The neck of the network is designed with a PAN-FPN structure, facilitating effective multi-scale information fusion via both top-down and bottom-up pathways. The detection head features a decoupled architecture, with separate branches for target classification and bounding box regression, utilizing Binary Cross Entropy (BCE) loss for classification and Distribution Focal Loss (DFL Loss) along with Complete IOU Loss (CIOU Loss) for regression tasks.
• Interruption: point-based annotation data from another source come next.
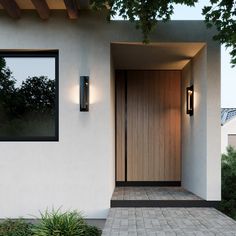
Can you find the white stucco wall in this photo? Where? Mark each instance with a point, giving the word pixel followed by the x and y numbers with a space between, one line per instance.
pixel 194 132
pixel 78 171
pixel 228 128
pixel 201 165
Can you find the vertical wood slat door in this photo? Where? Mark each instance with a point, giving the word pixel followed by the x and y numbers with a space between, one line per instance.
pixel 152 144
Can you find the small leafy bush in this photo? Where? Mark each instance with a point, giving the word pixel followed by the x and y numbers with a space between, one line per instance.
pixel 57 223
pixel 91 231
pixel 228 203
pixel 15 228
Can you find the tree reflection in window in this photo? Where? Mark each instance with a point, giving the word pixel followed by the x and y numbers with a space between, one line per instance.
pixel 28 107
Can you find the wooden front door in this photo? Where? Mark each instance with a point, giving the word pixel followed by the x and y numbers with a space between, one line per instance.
pixel 148 127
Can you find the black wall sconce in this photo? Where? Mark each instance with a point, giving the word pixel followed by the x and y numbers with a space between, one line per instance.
pixel 84 93
pixel 189 100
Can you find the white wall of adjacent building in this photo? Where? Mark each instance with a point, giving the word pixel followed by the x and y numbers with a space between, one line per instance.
pixel 78 172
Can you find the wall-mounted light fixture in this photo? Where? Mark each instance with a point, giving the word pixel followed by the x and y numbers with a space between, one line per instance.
pixel 84 93
pixel 189 100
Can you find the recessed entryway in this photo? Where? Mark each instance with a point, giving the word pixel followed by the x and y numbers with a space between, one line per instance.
pixel 148 126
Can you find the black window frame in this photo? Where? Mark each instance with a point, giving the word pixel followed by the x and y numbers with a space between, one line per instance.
pixel 37 54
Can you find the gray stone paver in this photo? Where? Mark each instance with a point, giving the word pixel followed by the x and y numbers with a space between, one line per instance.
pixel 168 221
pixel 153 193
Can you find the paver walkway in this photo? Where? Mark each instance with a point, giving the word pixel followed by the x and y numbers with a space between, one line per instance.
pixel 168 221
pixel 153 193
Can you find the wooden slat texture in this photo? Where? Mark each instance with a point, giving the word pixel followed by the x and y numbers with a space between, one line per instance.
pixel 120 126
pixel 42 8
pixel 12 8
pixel 153 126
pixel 72 8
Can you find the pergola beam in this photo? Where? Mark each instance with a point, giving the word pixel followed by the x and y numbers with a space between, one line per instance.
pixel 12 8
pixel 42 8
pixel 72 8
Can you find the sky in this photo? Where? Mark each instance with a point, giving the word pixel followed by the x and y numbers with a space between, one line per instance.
pixel 228 74
pixel 23 68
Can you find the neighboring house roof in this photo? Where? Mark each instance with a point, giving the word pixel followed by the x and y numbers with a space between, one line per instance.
pixel 227 114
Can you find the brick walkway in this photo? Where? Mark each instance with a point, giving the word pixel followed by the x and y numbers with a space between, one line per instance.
pixel 153 193
pixel 168 221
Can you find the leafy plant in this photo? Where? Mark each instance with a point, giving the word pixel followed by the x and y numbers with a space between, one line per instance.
pixel 228 203
pixel 144 13
pixel 57 223
pixel 89 230
pixel 222 14
pixel 15 228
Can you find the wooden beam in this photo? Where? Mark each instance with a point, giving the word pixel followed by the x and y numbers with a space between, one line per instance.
pixel 12 8
pixel 42 8
pixel 72 8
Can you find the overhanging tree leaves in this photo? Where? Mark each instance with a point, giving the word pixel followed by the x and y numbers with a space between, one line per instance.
pixel 222 14
pixel 146 14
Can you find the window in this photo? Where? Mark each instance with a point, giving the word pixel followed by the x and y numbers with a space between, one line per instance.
pixel 232 140
pixel 29 96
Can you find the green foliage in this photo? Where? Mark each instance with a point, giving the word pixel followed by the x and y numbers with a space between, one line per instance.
pixel 222 14
pixel 144 13
pixel 89 230
pixel 147 13
pixel 57 223
pixel 15 228
pixel 28 110
pixel 228 203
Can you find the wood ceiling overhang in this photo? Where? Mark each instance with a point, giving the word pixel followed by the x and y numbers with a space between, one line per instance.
pixel 14 8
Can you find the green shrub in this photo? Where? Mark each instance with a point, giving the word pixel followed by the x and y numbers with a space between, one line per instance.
pixel 228 203
pixel 15 228
pixel 56 223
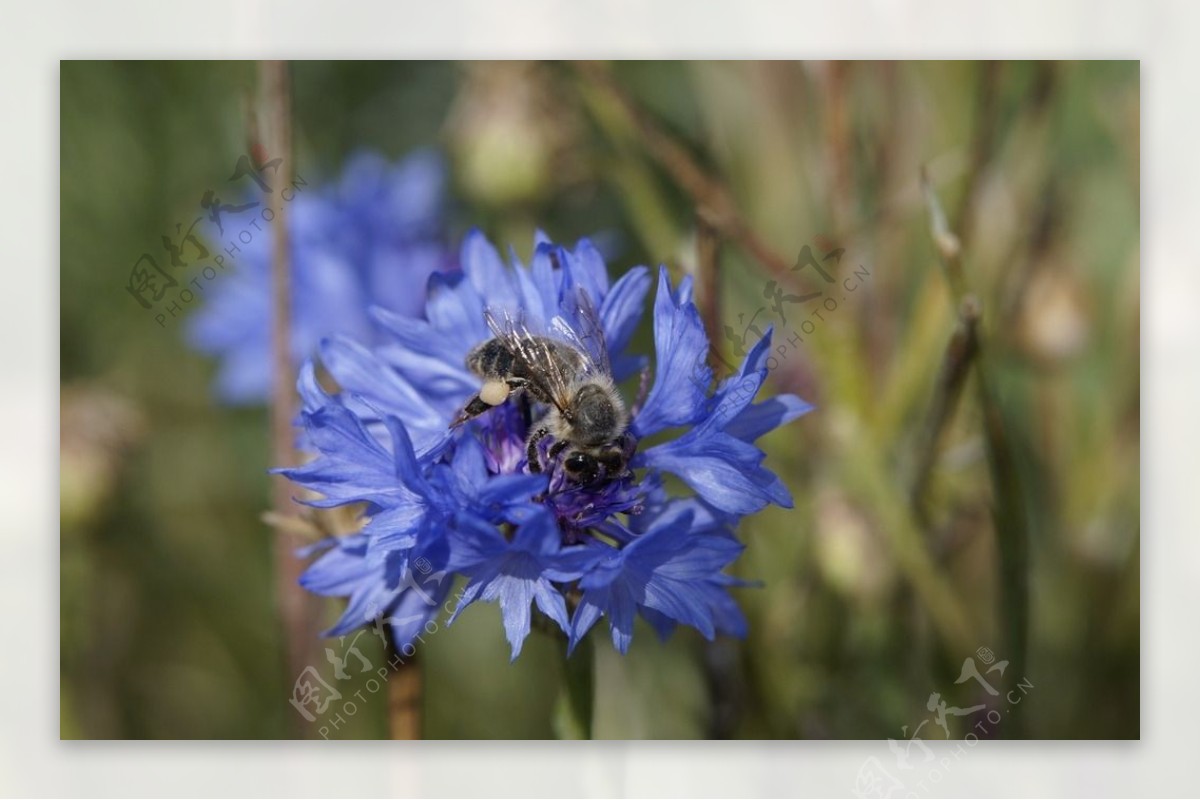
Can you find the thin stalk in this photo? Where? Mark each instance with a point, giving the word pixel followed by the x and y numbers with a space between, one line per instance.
pixel 577 707
pixel 298 609
pixel 405 692
pixel 712 198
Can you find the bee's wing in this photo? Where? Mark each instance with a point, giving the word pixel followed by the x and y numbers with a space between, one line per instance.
pixel 580 325
pixel 541 365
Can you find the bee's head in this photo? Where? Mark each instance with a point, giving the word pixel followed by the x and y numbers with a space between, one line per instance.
pixel 592 464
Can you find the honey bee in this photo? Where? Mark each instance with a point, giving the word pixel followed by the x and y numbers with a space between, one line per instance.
pixel 573 377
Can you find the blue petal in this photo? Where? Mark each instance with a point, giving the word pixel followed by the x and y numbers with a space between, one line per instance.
pixel 681 370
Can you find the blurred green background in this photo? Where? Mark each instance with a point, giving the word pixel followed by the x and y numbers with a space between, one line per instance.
pixel 870 602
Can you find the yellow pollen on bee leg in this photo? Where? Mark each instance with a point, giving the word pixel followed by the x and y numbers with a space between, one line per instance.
pixel 495 392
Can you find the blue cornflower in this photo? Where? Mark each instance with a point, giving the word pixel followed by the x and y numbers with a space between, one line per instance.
pixel 465 500
pixel 365 240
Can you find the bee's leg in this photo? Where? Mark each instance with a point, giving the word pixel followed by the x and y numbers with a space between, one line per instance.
pixel 492 394
pixel 557 447
pixel 532 447
pixel 474 407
To enhance the detection of small and multi-scale objects in remote sensing imagery, the study introduces an optimized model, SMA-YOLO, based on YOLOv8n, specifically tailored for this application.

Discussion

In the discussion section, the paper highlights advancements in attention mechanisms and feature fusion strategies that enhance object detection performance, particularly for small objects in complex environments. Attention mechanisms, such as the Squeeze and Excitation (SE) and Coordinate Attention (CA) modules, improve feature representation by dynamically adjusting channel characteristics and incorporating spatial information. The integration of these modules into models like CSPNet has shown significant improvements in detection accuracy while maintaining computational efficiency. Additionally, the paper discusses the importance of multi-scale feature extraction through networks like Feature Pyramid Networks (FPN) and their variants, which effectively combine high-level semantic information with low-level spatial details to enhance object recognition.

The introduction of the Non-Semantic Sparse Attention (NSSA) mechanism allows for a more focused extraction of non-semantic features, improving the model’s sensitivity to small objects. The proposed Bidirectional Multi-Branch Auxiliary Feature Pyramid Network (BIMA-FPN) further optimizes feature fusion, addressing issues related to information loss during upsampling and downsampling processes. The paper also details the development of the Channel-Space Feature Fusion Adaptive Head (CSFA-Head), which dynamically learns fusion weights for multi-scale features, enhancing the model’s scale invariance and overall detection capability. Experimental results demonstrate that these enhancements lead to substantial improvements in mean Average Precision (mAP) and detection accuracy for small objects, validating the effectiveness of the proposed methods in UAV object detection tasks.